Le noyeur
Il se noie. Il coule, il appelle au secours, se débat. Il y est depuis des heures. Épuisé, presque désespéré par l’absence de tout secours visible, il n’est pas loin de succomber. Il ne peut plus crier car il avale à chaque fois de l’eau, une eau terriblement âcre et salée, un peu plus à chaque fois. Il la crache, mais une autre eau lui bondit en pleine figure. Il veut aspirer l’air, et c’est l’eau qui remplit ses poumons. Alors il garde la bouche close, il respire précautionneusement par le nez : c’est épuisant. Il n’en peut plus, il n’a plus la force, il se laisse aller. Sa tête est sous l’eau. Il s’enfonce.
Il ne souffre plus, c’est merveilleux ; il vit, enfin libre, enfin pur. Il ne voit plus rien, il n’entend plus. Des mots ? C’est sa propre voix ! Il est au fond, au fond !

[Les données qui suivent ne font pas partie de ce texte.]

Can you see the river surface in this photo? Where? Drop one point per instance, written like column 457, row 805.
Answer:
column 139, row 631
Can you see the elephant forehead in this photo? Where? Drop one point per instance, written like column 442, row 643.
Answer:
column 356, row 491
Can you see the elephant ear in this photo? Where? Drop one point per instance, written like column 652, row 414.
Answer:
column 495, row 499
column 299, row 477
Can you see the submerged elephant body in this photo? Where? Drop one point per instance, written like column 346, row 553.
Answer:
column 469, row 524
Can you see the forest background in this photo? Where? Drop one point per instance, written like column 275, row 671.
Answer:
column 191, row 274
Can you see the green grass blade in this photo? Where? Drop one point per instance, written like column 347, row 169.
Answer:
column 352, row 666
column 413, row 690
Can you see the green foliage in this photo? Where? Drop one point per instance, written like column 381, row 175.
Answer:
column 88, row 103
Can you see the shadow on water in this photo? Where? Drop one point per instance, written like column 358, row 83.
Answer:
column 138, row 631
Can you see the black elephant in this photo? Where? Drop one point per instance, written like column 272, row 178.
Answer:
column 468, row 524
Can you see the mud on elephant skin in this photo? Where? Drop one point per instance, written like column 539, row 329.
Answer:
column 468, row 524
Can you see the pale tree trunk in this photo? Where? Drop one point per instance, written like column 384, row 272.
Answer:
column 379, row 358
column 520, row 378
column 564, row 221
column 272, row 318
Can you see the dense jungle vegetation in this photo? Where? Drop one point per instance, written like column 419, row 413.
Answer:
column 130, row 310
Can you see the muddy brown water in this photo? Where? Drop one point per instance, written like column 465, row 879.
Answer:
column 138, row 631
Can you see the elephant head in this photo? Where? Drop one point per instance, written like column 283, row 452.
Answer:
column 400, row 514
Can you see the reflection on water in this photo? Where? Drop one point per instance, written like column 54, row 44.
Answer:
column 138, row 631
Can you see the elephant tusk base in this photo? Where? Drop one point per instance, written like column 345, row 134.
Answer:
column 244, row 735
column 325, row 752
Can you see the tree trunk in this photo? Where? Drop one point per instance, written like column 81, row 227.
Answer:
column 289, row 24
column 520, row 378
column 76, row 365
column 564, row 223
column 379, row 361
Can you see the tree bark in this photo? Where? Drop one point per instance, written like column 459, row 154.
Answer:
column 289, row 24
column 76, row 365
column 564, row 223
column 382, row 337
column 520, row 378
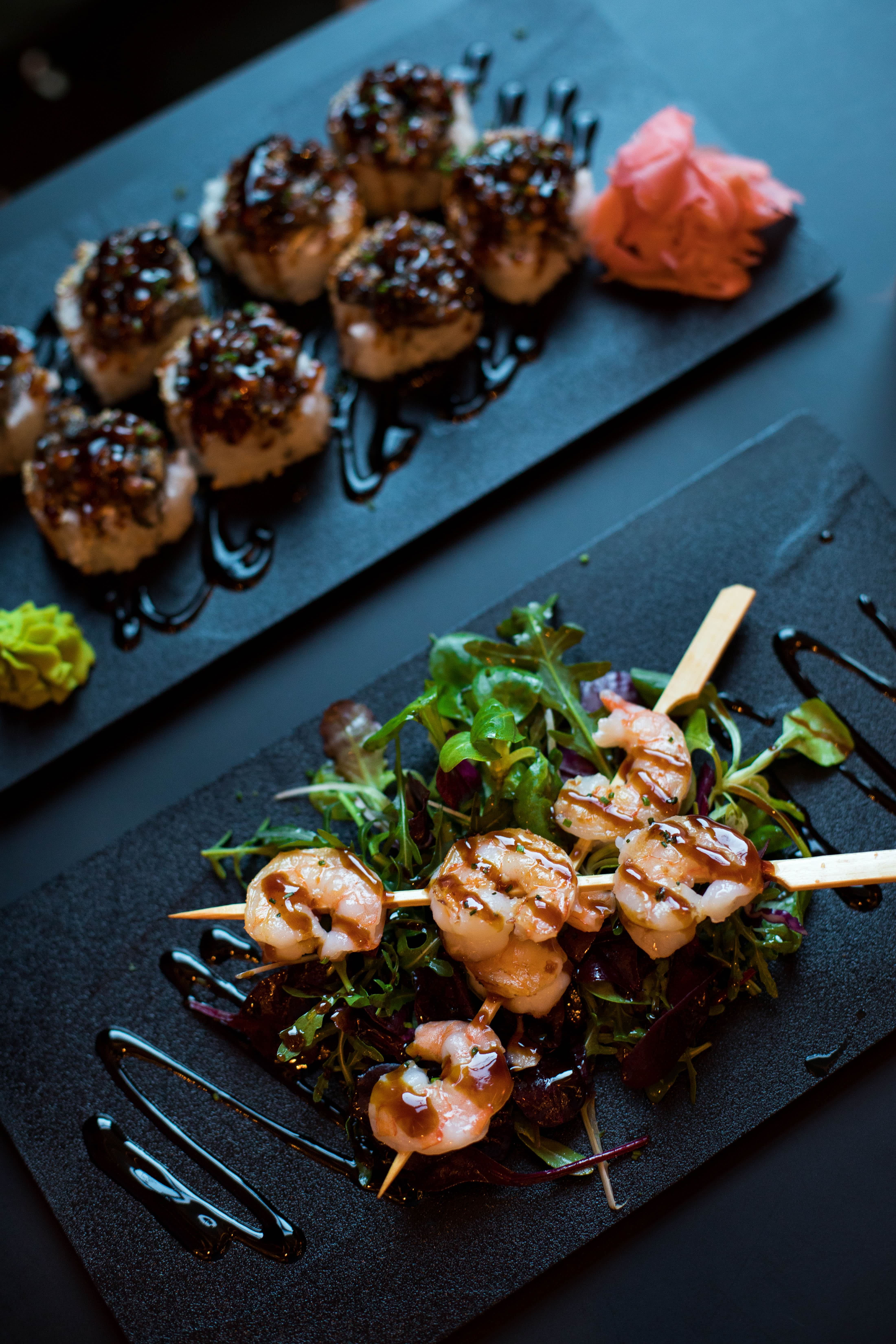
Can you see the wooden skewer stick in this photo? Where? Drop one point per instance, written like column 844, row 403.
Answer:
column 394, row 901
column 706, row 650
column 829, row 870
column 832, row 870
column 398, row 1163
column 699, row 663
column 483, row 1019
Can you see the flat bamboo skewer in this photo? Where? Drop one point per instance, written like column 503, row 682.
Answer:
column 696, row 667
column 828, row 870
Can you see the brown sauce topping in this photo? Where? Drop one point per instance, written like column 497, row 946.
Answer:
column 515, row 182
column 293, row 897
column 700, row 851
column 486, row 1077
column 410, row 272
column 241, row 370
column 276, row 190
column 104, row 467
column 139, row 284
column 414, row 1116
column 280, row 893
column 472, row 853
column 637, row 771
column 396, row 117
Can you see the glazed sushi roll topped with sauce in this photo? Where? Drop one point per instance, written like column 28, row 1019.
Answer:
column 25, row 398
column 104, row 490
column 517, row 205
column 405, row 295
column 280, row 217
column 393, row 128
column 244, row 397
column 124, row 303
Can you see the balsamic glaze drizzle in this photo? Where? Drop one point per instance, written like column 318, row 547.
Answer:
column 233, row 568
column 788, row 644
column 185, row 971
column 821, row 1065
column 198, row 1225
column 511, row 339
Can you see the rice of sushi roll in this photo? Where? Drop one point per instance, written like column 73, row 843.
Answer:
column 244, row 397
column 280, row 217
column 393, row 127
column 105, row 491
column 124, row 303
column 25, row 398
column 404, row 295
column 517, row 205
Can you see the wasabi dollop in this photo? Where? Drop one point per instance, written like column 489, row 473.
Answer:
column 44, row 656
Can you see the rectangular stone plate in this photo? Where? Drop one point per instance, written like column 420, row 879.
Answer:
column 382, row 1272
column 608, row 347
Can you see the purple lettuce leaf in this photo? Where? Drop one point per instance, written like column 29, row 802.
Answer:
column 620, row 683
column 573, row 765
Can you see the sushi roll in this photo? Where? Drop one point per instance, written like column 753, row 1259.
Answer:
column 280, row 217
column 392, row 129
column 104, row 490
column 25, row 398
column 517, row 204
column 244, row 397
column 124, row 303
column 404, row 295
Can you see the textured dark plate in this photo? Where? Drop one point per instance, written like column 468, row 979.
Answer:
column 87, row 951
column 608, row 347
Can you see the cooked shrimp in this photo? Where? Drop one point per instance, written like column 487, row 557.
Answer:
column 660, row 867
column 652, row 783
column 502, row 885
column 527, row 976
column 289, row 898
column 413, row 1113
column 590, row 909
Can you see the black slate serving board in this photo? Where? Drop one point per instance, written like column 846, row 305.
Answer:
column 382, row 1272
column 608, row 347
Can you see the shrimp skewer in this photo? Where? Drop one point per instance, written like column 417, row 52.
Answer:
column 687, row 683
column 292, row 894
column 412, row 1113
column 660, row 869
column 500, row 900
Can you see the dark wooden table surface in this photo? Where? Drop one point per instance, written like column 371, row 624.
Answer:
column 789, row 1237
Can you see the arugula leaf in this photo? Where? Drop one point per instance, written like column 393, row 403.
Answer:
column 409, row 855
column 649, row 685
column 816, row 732
column 549, row 1150
column 698, row 733
column 451, row 662
column 266, row 842
column 538, row 648
column 534, row 787
column 517, row 690
column 422, row 710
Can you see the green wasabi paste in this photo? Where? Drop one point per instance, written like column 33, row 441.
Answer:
column 44, row 656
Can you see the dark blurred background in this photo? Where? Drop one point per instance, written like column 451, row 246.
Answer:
column 75, row 73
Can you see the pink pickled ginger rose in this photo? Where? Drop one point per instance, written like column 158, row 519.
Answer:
column 680, row 217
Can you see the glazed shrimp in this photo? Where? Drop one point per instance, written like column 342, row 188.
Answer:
column 652, row 784
column 527, row 976
column 659, row 869
column 288, row 898
column 413, row 1113
column 498, row 886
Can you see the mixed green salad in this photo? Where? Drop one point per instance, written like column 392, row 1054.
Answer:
column 504, row 722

Tout à coup pourtant la douleur, la peur, l’étreignent de nouveau. Il recommence à battre des pieds, il recommence à bouger les bras frénétiquement. Il aspire de l’air, il voit un ciel, un horizon, il sent le vent. Et tout recommence. Il continue d’appeler au secours, il ne sait plus lui-même si c’est pour qu’on le tire vers le haut ou vers le bas.